After discovering magnetic contamination in nine different Black Beauty samples, the researchers decided to address the hand-magnet issue in their study, which has been accepted by the Journal of Geophysical Research: Planets. They calculated how magnets of varying strengths would affect a meteorite’s magnetic records as they approached the rock. To verify their calculations, study co-author France Lagroix from the Paris Institute of Planetary Physics measured the fields in 13 samples of terrestrial basalt before and after placing a standard hand magnet at different distances from them. The results demonstrated how the magnet progressively resets fields from the outside in, providing researchers with a guide for how deeply they would need to cut to obtain an uncontaminated sample. “Now we’re 100% sure, if we weren’t already, that this is what’s happening,” Weiss remarked.

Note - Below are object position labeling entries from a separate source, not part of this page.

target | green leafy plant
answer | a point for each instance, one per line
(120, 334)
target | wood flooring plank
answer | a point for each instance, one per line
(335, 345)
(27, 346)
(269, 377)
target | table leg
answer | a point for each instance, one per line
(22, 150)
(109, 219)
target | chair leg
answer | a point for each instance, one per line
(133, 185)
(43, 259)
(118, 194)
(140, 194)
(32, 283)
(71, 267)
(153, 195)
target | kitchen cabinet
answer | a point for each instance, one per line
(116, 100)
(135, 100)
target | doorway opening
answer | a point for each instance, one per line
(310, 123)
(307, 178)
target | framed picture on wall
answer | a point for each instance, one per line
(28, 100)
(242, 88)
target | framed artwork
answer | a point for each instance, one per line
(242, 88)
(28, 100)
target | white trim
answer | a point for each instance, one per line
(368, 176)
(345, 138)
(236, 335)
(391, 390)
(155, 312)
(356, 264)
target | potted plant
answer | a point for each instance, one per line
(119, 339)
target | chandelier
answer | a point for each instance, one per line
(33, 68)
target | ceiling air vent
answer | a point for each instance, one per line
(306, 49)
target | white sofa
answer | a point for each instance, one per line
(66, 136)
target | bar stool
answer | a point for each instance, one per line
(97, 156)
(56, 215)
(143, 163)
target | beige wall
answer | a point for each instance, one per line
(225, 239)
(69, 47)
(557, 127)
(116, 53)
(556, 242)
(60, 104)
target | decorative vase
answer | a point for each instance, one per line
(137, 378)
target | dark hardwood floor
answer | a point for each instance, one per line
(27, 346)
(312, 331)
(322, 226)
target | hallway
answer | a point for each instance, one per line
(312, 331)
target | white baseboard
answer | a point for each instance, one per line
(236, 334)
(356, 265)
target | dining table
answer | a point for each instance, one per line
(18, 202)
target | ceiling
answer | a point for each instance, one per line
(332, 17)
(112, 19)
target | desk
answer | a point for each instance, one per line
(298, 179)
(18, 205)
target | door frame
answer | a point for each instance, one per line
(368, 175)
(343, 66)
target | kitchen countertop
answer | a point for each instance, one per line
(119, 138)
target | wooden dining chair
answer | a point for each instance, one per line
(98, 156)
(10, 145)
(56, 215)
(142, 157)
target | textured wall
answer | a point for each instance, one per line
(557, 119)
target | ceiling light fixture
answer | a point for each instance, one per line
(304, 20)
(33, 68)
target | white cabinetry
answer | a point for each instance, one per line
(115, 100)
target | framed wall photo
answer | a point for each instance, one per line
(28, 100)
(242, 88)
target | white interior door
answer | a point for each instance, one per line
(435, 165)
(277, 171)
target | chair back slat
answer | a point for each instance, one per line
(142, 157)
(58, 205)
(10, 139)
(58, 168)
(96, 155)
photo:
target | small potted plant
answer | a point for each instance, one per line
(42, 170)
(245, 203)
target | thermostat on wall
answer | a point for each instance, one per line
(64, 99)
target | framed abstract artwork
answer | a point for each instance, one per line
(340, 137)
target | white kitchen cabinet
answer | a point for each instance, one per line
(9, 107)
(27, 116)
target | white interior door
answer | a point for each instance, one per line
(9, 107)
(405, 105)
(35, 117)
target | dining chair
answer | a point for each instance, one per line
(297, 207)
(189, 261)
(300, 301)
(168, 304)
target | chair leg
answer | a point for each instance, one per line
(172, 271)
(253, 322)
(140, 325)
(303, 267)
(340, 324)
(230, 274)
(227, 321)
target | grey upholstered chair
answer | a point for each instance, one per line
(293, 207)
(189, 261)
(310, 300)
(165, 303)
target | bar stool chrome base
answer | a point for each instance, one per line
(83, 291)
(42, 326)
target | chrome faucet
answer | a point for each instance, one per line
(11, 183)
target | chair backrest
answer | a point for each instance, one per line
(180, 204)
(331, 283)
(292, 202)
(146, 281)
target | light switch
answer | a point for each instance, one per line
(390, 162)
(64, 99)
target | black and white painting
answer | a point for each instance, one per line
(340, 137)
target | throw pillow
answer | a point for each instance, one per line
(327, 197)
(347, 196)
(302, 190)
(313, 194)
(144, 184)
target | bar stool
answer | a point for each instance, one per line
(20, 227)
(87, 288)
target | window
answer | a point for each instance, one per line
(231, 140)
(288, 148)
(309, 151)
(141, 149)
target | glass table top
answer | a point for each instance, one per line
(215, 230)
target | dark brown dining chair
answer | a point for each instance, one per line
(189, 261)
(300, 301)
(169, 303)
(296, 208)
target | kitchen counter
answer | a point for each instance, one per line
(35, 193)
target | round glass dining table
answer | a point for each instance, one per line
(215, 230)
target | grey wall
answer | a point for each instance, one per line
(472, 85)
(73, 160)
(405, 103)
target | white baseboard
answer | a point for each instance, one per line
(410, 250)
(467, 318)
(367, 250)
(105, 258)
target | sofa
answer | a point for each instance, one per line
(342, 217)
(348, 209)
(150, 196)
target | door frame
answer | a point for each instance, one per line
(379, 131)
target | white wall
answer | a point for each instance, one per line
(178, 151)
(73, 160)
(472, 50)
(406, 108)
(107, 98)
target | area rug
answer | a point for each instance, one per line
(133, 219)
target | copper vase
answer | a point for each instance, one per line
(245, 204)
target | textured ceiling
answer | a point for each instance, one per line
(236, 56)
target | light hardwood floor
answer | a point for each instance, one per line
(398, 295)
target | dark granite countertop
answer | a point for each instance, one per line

The magnetic memory of Black Beauty, a meteorite from Mars, was destroyed by magnets.NASA

The value of meteorite magnetic records is not as significant to most people, including other researchers, compared to paleomagnetists. The quick and easy hand-magnet identification method remains popular because not everyone places as much importance on magnetic fields as Ben Weiss does, according to Carl Agee, the meteoriticist at the University of New Mexico who identified Black Beauty as a Martian meteorite. Planetary scientist Hasnaa Chennaoui Aoudjehane has been trying to educate Saharan meteorite hunters on the hazards of using hand magnets for the past two decades, but the message does not always resonate. Hunters are more focused on using meteorites as a source of income to sustain their daily needs.

In a recent study, Vervelidou and her team suggest an alternative method using susceptibility meters that apply a weak magnetic field, which is better at identifying different types of meteorites and does not erase the magnetic records. However, commercial susceptibility meters are expensive, costing a few thousand dollars, and are not as straightforward to use as a simple magnet. Gattacceca and his colleagues are developing handheld susceptibility meters that cost only a few hundred dollars and have only one button.

Gattacceca hopes to encourage the use of susceptibility meters in meteorite research. He discovered that the Antarctic Search for Meteorites (ANSMET), an annual expedition financed by the National Science Foundation, had distributed small hand magnets with the ANSMET logo in the researchers’ field kits. Gattacceca considered this to be a smoking gun that would lead to their frequent use.